Has the idea that the pupils had, before and after doing the project/activities, changed regarding the rules of behaviour on the Internet?
- COMMUNICATION (mobiles, grammar, texts, abbreviations, idioms,…
- RESPONSIBILITY (downloads, copyright, music, copies, images …)
- RIGHTS (about their own publications …)
- ERGONOMICS (physical damage, strained vision, poor posture ….)
Participating in an eTwinning project can become a very productive classroom experience, with many benefits for pupils and teachers. In our case, we must emphasize the high degree of involvement of the pupils in carrying out the project tasks and in demonstrating the skills acquired from the research work to their classmates. Pupils not only know more about cybersafety and the use of mobile phones, for example, but they also realize that group work and the exchange of ideas or experiences are very important when it comes to seeing the reality that surrounds us from a broader perspective. Now they know how their Europeans colleagues use their mobile devices and that they have the capacity to intervene in conflicts and know how they can be solved. They have become “tutor pupils” whose mission is to help others use ICTs responsibly, report abuse and know how to react in time to a potential problem. It’s the job of the teachers who’ve participated in this project to make ‘Better Internet than Sorry’ a sustainable project that inspires more staff and actively involves them in making our school a safer place for everyone.

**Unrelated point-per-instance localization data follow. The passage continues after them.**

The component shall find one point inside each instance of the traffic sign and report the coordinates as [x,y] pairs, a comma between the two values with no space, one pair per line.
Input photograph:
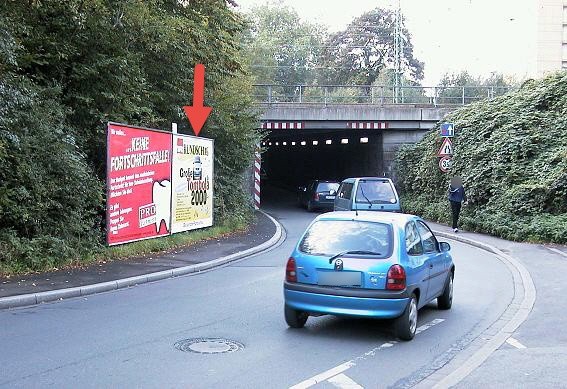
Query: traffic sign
[447,130]
[446,148]
[445,164]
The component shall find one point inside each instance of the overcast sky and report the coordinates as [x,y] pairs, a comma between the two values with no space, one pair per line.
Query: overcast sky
[480,36]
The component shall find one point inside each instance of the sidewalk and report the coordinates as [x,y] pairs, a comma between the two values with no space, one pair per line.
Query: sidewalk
[531,354]
[262,231]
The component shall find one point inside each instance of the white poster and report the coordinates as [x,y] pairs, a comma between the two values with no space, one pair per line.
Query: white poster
[192,183]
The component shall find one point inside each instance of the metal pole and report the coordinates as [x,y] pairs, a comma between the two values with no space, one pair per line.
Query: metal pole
[435,96]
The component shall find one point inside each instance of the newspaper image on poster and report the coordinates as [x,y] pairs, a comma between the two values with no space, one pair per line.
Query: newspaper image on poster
[192,183]
[138,183]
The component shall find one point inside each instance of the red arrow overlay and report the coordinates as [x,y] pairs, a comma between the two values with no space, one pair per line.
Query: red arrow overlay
[198,113]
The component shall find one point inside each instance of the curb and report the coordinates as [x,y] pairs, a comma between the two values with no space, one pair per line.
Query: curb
[85,290]
[518,311]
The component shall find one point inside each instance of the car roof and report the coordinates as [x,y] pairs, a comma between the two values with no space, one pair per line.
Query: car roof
[398,219]
[367,178]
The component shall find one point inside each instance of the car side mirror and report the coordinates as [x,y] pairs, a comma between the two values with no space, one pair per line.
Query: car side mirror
[444,247]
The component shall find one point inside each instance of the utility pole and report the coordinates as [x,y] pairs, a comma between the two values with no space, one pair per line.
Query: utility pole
[398,55]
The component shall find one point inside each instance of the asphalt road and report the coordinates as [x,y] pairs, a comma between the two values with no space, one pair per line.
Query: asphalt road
[126,338]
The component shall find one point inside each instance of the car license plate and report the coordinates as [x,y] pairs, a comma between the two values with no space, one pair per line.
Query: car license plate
[339,278]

What impact has the project/activities (or the theme of the project, or any specific activity) had on the staff? Is there greater awareness of Internet behaviour? Do they take more precautions, of what type? Are bad actions corrected? Have new protocols been established? Has the layout of furniture in the computer room changed, for example?
The impact of the project can also be measured in the teaching staff, although this will be the year when we can really assess whether all the material we have produced is useful. As we already said, one of our achievements as a transnational team is the publication of Rules for Acceptable Use by staff, a set of rules that each teacher has to agree to follow to achieve an acceptable use of ICTs and thus ensure a safe working and educational environment. The Digital Safety Plan that each school has developed according to its circumstances and characteristics will be integrated into the working documentation for the school and will help both the integration of ICTs in the annual general plan and in the tutorial action plan.
Upon receiving the silver safety certification from www.eusafetylabel.eu our school must agree to maintain certain standards in keeping with the category that this platform has given us and we’ve set ourselves the objective for this year of continuing with our work in terms of cybersafety and digital citizenship in order to achieve the next category and thus gain some recognition for our efforts and work.